Archive for January, 2016

The problem with phrasebooks

Saturday, 9 January, 2016

I’m going back through my travel diary of my 2007 holiday to Germany, enlarging and adding photos, adding hyperlinks, and generally cleaning it up a bit.

I found a bit where we went into a chocolate shop and my wife wanted to get just a bar of chocolate. But we could only see fancy truffles and pralines and chocolates with various nuts and other fillings. The woman in the shop didn’t speak any English, so I checked my phrasebook for a word meaning “plain”, so I could ask if she had any plain chocolate. The book gave me ebene, so I asked, “Haben Sie ebene Schokolade?”

She gave me a very strange look, and had no idea what I was talking about. Despite further attempts, I had no success in explaining to her what we wanted, and we ended up buying some chocolate with nuts in.

It’s only now, nine years later, that I’ve looked up “ebene“. It turns out I wasn’t asking for “ordinary, unadorned” chocolate. I was asking for “large region of flat land” chocolate!

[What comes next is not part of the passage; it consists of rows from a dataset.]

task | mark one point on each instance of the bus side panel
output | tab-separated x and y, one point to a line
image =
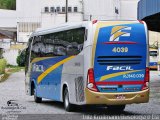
72	76
46	74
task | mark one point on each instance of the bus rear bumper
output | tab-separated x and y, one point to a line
112	99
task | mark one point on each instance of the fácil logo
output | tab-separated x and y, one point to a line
117	32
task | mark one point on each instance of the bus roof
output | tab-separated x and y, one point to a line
66	26
58	28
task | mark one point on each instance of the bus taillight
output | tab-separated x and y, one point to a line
146	80
91	82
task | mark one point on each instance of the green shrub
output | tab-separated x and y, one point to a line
2	66
21	59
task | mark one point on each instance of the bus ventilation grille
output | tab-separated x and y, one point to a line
79	88
119	60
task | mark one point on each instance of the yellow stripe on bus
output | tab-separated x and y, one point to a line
116	74
105	24
45	73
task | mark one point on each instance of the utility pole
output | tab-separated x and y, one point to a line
66	11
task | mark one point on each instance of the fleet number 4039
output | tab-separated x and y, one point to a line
120	49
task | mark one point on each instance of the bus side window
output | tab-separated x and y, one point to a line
86	34
75	37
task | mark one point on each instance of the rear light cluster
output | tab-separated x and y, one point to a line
146	80
91	82
142	22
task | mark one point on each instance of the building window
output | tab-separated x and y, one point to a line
69	9
58	9
52	9
75	9
46	9
63	9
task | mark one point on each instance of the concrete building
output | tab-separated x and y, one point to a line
45	13
33	14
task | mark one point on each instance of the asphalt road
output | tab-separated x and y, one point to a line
14	89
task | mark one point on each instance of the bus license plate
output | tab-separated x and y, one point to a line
120	97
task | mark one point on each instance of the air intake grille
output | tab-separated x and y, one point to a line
119	60
79	88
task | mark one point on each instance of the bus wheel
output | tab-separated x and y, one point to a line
37	99
67	105
118	108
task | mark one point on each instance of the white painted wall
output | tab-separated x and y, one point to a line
10	56
8	18
128	9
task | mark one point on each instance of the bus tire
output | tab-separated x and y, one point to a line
67	105
118	108
37	99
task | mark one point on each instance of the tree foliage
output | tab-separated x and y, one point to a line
8	4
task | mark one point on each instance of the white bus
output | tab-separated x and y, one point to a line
95	62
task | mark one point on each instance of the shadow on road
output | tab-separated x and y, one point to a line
88	109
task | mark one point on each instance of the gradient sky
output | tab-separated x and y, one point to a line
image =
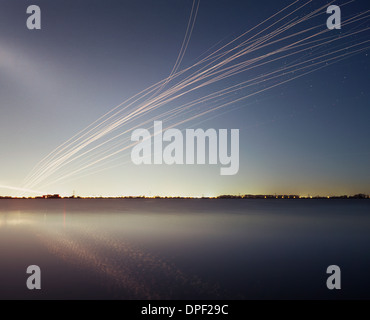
309	136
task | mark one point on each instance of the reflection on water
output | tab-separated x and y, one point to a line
184	249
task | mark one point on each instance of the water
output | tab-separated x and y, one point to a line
184	249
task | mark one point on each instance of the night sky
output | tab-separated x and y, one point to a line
306	136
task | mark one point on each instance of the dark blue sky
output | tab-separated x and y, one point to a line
307	136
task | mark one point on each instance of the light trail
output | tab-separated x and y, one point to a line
94	144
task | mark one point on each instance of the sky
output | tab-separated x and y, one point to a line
306	136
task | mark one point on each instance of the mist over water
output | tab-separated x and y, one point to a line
184	249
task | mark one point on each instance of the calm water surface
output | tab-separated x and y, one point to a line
184	249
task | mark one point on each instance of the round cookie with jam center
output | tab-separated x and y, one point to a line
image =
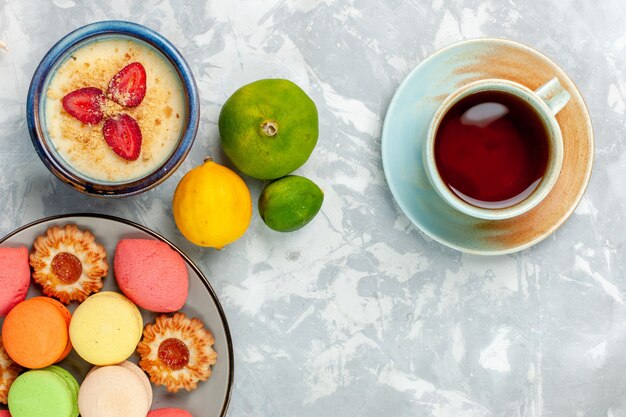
177	352
68	263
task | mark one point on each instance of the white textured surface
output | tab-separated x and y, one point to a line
358	314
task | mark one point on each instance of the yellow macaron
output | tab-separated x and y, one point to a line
106	328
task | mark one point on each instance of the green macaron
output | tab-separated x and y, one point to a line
46	392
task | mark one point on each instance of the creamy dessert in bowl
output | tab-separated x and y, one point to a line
113	109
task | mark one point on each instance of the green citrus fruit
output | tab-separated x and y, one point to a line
290	203
268	128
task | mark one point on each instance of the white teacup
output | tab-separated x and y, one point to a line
546	102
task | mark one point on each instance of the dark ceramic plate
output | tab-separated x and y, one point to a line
212	397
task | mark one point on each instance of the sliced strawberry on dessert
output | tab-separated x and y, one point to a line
123	135
128	87
85	104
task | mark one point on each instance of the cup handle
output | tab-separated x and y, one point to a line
553	93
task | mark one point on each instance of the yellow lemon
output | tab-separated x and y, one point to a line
212	205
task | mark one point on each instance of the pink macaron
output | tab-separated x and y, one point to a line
151	274
169	412
14	277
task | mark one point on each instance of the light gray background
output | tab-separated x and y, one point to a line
359	314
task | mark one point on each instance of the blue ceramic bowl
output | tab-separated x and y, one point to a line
35	107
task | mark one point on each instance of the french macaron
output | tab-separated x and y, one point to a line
137	371
152	274
14	277
115	391
35	332
47	392
169	412
106	328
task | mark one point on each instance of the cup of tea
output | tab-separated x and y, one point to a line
494	149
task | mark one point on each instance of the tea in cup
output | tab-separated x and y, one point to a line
494	149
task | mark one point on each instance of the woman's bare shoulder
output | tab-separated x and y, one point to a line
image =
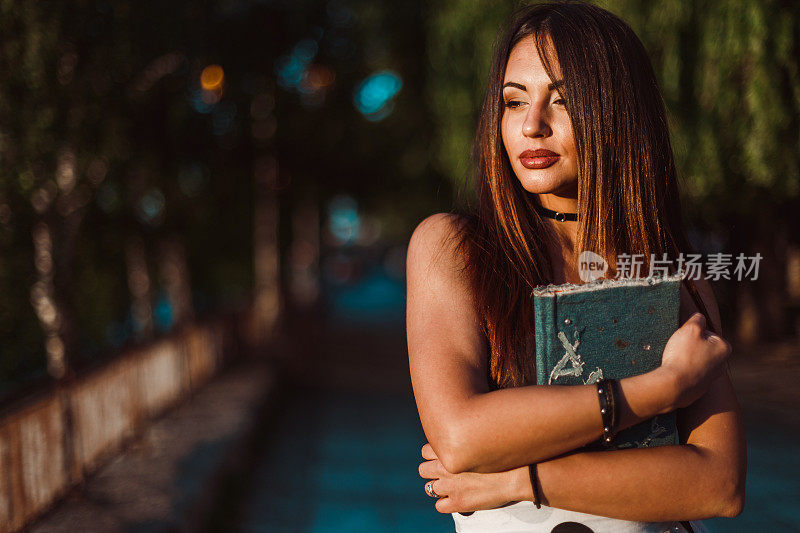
435	242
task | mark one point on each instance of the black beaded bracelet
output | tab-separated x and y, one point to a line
608	409
535	485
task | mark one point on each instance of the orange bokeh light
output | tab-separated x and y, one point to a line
212	78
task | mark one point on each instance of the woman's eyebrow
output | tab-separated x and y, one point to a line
550	87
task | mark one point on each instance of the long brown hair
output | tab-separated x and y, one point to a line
627	184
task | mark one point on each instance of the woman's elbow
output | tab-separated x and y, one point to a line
733	502
453	451
733	492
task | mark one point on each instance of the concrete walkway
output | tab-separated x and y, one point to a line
167	479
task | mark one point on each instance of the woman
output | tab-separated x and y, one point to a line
572	122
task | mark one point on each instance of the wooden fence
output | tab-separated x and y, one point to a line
51	440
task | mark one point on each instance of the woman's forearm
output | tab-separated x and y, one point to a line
508	428
680	482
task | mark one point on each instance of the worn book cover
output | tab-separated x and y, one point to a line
612	328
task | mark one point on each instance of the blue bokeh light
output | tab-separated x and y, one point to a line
374	96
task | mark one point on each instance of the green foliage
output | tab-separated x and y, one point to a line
728	71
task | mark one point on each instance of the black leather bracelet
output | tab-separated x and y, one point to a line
608	409
535	485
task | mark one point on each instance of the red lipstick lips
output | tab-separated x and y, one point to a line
537	159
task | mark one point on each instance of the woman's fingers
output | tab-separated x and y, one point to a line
432	469
427	452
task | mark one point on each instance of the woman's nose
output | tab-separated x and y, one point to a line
535	124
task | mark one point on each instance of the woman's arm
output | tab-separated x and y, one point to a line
470	428
701	478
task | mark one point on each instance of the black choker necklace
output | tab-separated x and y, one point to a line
557	215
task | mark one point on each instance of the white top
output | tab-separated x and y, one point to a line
524	517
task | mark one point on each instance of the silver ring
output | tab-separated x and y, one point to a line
429	489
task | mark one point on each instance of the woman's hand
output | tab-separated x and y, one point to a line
693	358
470	491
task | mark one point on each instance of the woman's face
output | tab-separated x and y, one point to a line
536	129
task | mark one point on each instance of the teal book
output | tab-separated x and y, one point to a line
608	328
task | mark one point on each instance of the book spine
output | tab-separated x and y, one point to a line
545	316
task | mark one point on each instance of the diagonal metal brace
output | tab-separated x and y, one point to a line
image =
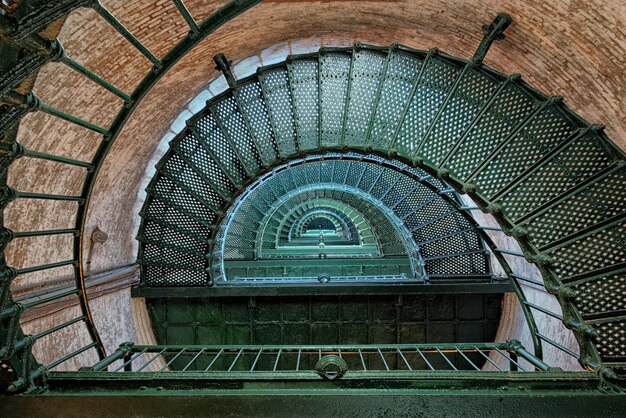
492	32
223	65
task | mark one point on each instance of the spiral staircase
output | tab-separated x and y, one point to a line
387	144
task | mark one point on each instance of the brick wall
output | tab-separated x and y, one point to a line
574	48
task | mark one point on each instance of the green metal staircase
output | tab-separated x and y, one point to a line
522	156
449	126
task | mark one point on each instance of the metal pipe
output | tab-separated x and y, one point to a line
56	158
95	78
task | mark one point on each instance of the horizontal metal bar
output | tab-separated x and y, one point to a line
510	359
73	119
439	257
491	228
426	347
46	266
24	234
71	355
29	195
468	360
130	360
557	345
544	310
193	26
521	351
459	286
42	300
488	359
446	359
192	360
509	252
112	20
58	327
526	279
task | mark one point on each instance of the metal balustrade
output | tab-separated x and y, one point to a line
359	361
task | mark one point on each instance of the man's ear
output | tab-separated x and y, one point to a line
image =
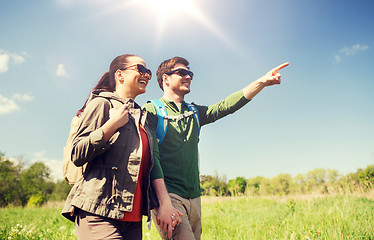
165	79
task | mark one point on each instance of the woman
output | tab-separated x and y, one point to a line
115	142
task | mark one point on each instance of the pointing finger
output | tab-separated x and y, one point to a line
281	66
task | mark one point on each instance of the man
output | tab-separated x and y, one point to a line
178	149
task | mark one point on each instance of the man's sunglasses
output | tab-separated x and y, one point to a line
181	72
141	70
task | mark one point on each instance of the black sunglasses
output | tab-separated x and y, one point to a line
141	70
181	72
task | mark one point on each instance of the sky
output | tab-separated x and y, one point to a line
53	52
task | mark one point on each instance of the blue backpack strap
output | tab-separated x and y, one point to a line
193	108
162	123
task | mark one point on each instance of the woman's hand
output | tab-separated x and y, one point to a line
117	118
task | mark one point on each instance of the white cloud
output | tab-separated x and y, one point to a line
4	61
353	50
61	72
53	164
7	105
350	51
10	105
16	58
26	97
6	58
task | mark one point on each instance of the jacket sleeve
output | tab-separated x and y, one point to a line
89	141
229	105
152	118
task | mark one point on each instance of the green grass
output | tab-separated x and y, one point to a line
324	217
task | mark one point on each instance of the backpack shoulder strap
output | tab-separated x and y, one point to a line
193	108
162	123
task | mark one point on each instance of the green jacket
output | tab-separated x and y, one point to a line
178	154
109	182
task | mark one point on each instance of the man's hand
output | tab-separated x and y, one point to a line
167	218
273	76
270	78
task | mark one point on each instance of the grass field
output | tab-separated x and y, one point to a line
300	217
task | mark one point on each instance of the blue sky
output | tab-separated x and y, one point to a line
53	52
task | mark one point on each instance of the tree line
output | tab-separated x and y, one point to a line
33	185
320	181
28	186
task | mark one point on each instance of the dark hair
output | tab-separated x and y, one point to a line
167	66
107	82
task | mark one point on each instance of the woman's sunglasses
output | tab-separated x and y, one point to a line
141	70
181	72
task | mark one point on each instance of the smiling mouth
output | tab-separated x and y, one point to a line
143	82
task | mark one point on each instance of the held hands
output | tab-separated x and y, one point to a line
167	218
273	76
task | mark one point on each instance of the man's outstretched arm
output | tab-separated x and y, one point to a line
270	78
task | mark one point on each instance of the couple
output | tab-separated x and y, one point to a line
130	171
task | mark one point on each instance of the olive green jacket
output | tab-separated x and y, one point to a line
110	179
178	153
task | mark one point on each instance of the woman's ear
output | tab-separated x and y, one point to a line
118	75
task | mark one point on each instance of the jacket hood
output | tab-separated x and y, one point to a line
112	96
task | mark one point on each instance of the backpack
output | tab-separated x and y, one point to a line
72	173
162	123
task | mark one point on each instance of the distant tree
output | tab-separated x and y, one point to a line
236	187
10	191
253	185
367	176
282	184
301	183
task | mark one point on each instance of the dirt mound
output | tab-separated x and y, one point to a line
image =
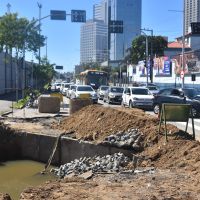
177	153
95	122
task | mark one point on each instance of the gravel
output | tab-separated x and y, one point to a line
108	163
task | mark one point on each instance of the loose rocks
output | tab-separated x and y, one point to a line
130	139
108	163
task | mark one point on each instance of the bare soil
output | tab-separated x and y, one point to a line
176	163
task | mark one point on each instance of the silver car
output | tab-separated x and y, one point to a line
113	94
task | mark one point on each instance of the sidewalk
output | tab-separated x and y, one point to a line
30	113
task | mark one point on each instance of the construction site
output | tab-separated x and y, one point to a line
104	153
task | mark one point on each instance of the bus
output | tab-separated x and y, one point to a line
95	78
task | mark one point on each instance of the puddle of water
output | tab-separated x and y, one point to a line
15	176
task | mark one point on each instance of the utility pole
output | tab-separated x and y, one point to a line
40	8
183	43
146	55
8	8
151	54
46	46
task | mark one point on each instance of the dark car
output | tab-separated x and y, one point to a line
101	91
113	94
174	95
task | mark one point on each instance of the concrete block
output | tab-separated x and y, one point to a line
47	104
77	104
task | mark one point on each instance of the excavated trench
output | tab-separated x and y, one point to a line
21	149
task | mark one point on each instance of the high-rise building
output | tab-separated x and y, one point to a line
94	33
192	13
129	11
93	42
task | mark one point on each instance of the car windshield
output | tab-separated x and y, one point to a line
104	88
117	90
152	88
140	91
83	88
72	87
67	86
191	93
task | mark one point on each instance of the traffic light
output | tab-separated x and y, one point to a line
151	69
145	63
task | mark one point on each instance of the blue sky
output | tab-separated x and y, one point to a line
64	36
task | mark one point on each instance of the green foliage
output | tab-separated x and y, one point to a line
138	48
16	32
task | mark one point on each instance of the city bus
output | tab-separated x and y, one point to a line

Parkes Radiotelescope diary 1989

Monday, 4 January, 2016

I was cleaning out the garage and found some old stuff, including a written account of a trip I took to observe at the Parkes Observatory radiotelescope as a summer student in 1989. So, without further ado:

Hooray! I’d been accepted for a summer vacation scholarship at the Australia Telescope National Facility. This means a wonderful opportunity to engage in some scientific research and to gain experience in working in professional astronomy. There’s also the small matter of earning three hundred bucks a week…

It was all set. I was to begin working on Monday, the 4th of December. That gave me a week off after my last exam at uni. Whoah, a holiday! When was the last time I had one of those?

During my exams, I received a phone call from my ATNF supervisor, Dick Manchester (the man who was once heard to say, “There are more things in life than pulsars.” This is a second hand account, so its veracity is to be questioned).

“How would you like to go to Parkes?” he asks.

“Great, when?”

“November 27.”

There goes the holiday! But wait, I have already planned to do things with friends nearly every day of that week. The last thing was an ice skating trip on the Friday, the 1st of December. I said I was busy until at least then.

“Well, do you want to fly up on Friday evening?”

I’m not one to knock back a free plane trip, so on the appointed Friday there I was, sitting in a minute ten-seater plane with blistered feet and aching legs from the skating and almost falling asleep due to the several late nights just gone. (I’d just made the plane by a mere ten minutes, but that’s another story.)

An hour later and the plane had touched down at Parkes. There were about six cars and a dozen or so people waiting for their friends and relatives. I hadn’t the foggiest who would meet me and take me out to the telescope. Walking across the tarmac, I noticed one guy whose sloppy joe was emblazoned with a star-field and a radiotelescope dish. Okay, that was easy enough.